Accordingly, Plaintiffs' general allegations that the Board had actual or constructive knowledge of and knew and should have known of the defective condition are conclusory allegations that fail to state a claim against the Board. See Jacko v. DG Louisiana LLC, No. 20-CV-00162, 2020 WL 3022924, at *1 (W.D. La. May 15, 2020), report and recommendation adopted, No. 6:20-CV-00162, 2020 WL 3023055 (W.D. La. June 4, 2020); see also Giles v. Wal-mart Louisiana LLC, No. CV 16-2413, 2016 WL 2825778, at *1 (E.D. La. May 13, 2016). Therefore, the Board has been improperly joined. As such, the Court may ignore the Board's citizenship for the purpose of determining the existence of subject matter jurisdiction. The parties have asserted no other impediment to the Court's exercise of diversity jurisdiction, and the pleadings and notice of removal establish that diversity jurisdiction exists in this case. It is therefore recommended that Plaintiffs' Motion to Remand be DENIED. Should Plaintiffs discover additional information regarding the unnamed Defendants' citizenship, the Court will entertain a request for leave to amend and subsequent Motion to Remand at the appropriate time.
Conclusion
For the reasons discussed herein, the Court recommends that Plaintiffs' Motion to Remand (Rec. Doc. 16) be DENIED.

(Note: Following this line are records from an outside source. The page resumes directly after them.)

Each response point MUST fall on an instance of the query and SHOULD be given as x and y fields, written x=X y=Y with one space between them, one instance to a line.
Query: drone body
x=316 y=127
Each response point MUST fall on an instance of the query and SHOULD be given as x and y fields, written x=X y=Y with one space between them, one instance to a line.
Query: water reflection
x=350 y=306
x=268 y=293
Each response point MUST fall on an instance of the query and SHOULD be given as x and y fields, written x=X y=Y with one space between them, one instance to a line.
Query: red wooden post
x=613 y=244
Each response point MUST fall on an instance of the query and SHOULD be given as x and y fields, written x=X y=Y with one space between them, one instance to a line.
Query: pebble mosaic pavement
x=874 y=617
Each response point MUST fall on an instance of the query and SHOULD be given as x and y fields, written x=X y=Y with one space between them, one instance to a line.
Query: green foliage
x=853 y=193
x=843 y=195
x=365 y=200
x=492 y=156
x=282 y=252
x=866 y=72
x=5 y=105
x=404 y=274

Under the provisions of 28 U.S.C. § 636(b)(1)(C) and Fed.R.Civ.P. 72(b), parties aggrieved by this recommendation have fourteen days from service of this report and recommendation to file specific, written objections with the Clerk of Court. A party may respond to another party's objections within fourteen days after being served with of a copy of any objections or responses to the district judge at the time of filing.
Failure to file written objections to the proposed factual findings and/or the proposed legal conclusions reflected in the report and recommendation within fourteen days following the date of its service, or within the time frame authorized by Fed.R.Civ.P. 6(b), shall bar an aggrieved party from attacking either the factual findings or the legal conclusions accepted by the district court, except upon grounds of plain error. See Douglass v. United Services Automobile Association, 79 F.3d 1415 (5th Cir. 1996) (en banc), superseded by statute on other grounds, 28 U.S.C. §636(b)(1).